The only saving grace is, that crowd at Muliro Gardens, perhaps fired by the spirit of the fiery and rebel politician in whose name the gardens are named, firmly shouted the politicians down and told them to take a hike because they were lying. Of course they were.
Many things were said about abortion. As a matter of fact, the Church is still enraged about some innocuous clause that could sneak abortion into the Constitution were a clever lawyer to put his or her mind to it.
Barely a week ago, the Catholic Archbishop issued a firm statement there is absolutely no way his Church was going to negotiate over abortion.
But the fact remains that women have been aborting since Biblical times. And they will continue so long as the same quarters are opposed to family planning (Only a celibate priest can dream that withdrawal is a family planning method). Perhaps, abortion will only stop when the world ends – and you can’t even be sure about that, but not because a group of men sit down at a table and scribble a small law.
So as campaigns gear up – they began in 2008 – politicians will feed Kenyans with similar tales. Much of the sloganeering from the political podium will be bereft of the slightest measure of intellect, or truth, but it will be met by singing, dancing and the stoning and murder of political enemies.
Money – a hell lot of it – will be poured. Writers will earn millions writing moribund party manifestos. Politicians will shout themselves hoarse. But at the end of the day, only the best liar will win.
 
Stealing to export coffee berries
The coffee boom is back but in a strange way. Those, whose eyes were open in the 1970s, the golden era when contraband coffee was the pillar of the Kenyan economy, will remember the heady days when Busia town and its environs were like Las Vegas.
Hotel and bar owners did roaring business.

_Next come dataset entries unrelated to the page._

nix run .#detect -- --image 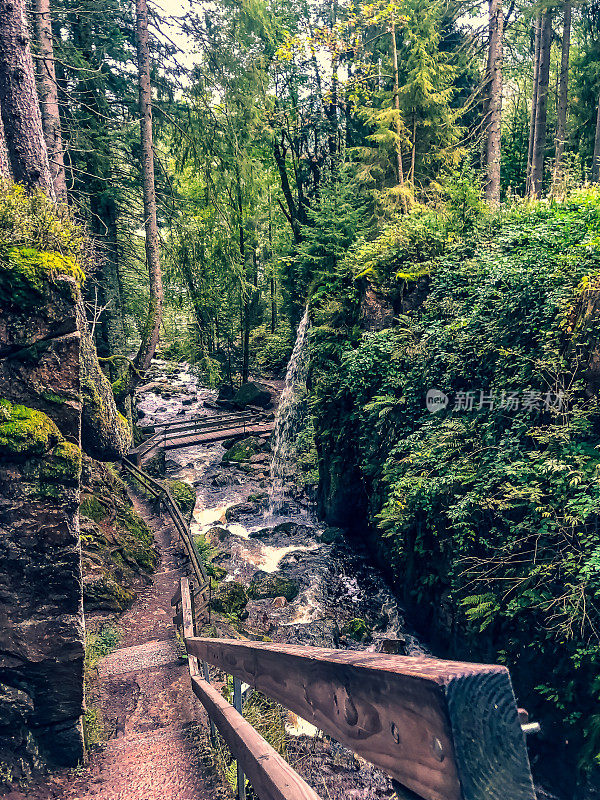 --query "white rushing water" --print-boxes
[269,306,310,514]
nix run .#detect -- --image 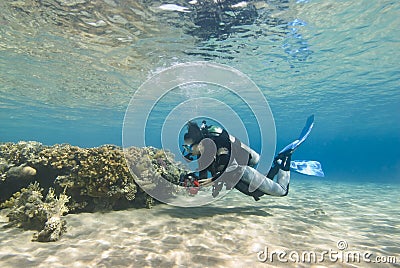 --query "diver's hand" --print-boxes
[198,178,214,187]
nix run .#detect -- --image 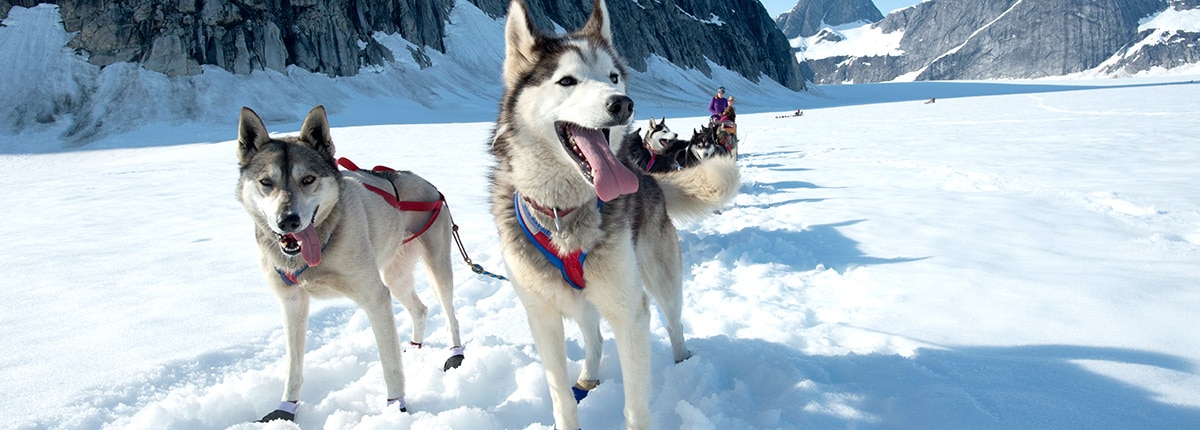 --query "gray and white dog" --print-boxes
[491,0,740,429]
[238,106,463,422]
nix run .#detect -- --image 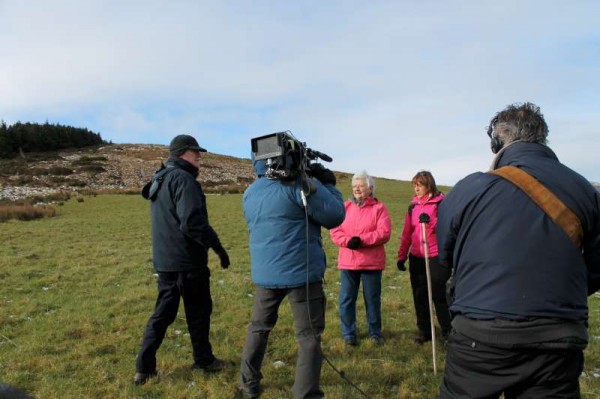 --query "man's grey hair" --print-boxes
[352,170,375,197]
[488,102,548,144]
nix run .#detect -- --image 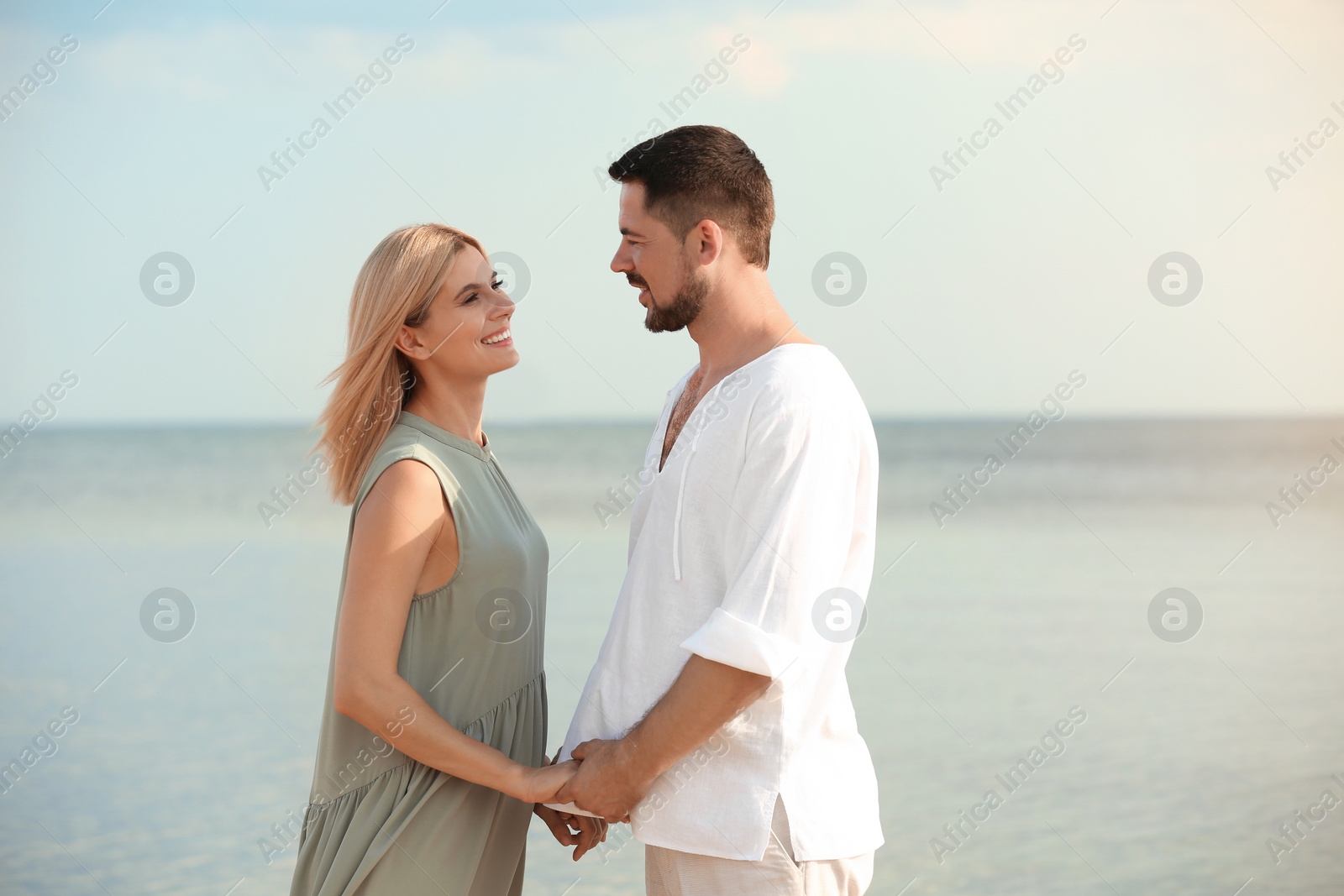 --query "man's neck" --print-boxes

Money flowed like milk and those with the loot washed their hands with beer. For real. One sleepy market centre called Chepkube even had a song dedicated in its owner – Chepkube, the market of smugglers.
The only difference then was that coffee was smuggled in from Uganda because the then Pariah state could not access the global market. But now the tables have been turned. We are now stealing our own coffee and smuggling it across the border to Uganda.
The trade must be quite lucrative because we are ready to kill people in the process of stealing the red berries that make a beverage that the Kenyans who grow them don’t drink.
Urban jungles
I have no idea why coffee prices should be better in Uganda and I don’t care. What disturbs me is that we are busy turning coffee estates in Kiambu into urban jungles and mega cities, forgetting we need coffee as well.
And its not just coffee that we are stealing. Villagers no longer use their granaries. Instead, the maize is dried and stored in bedrooms, next to bows and arrows. Maize is even stolen from the cob, right in the field. We’ve been stealing cattle for ages. Now we have diversified to sugarcane poaching. The only reasonable conclusion to be made from this is that we are a nation that eats, but won’t soil its hands farming.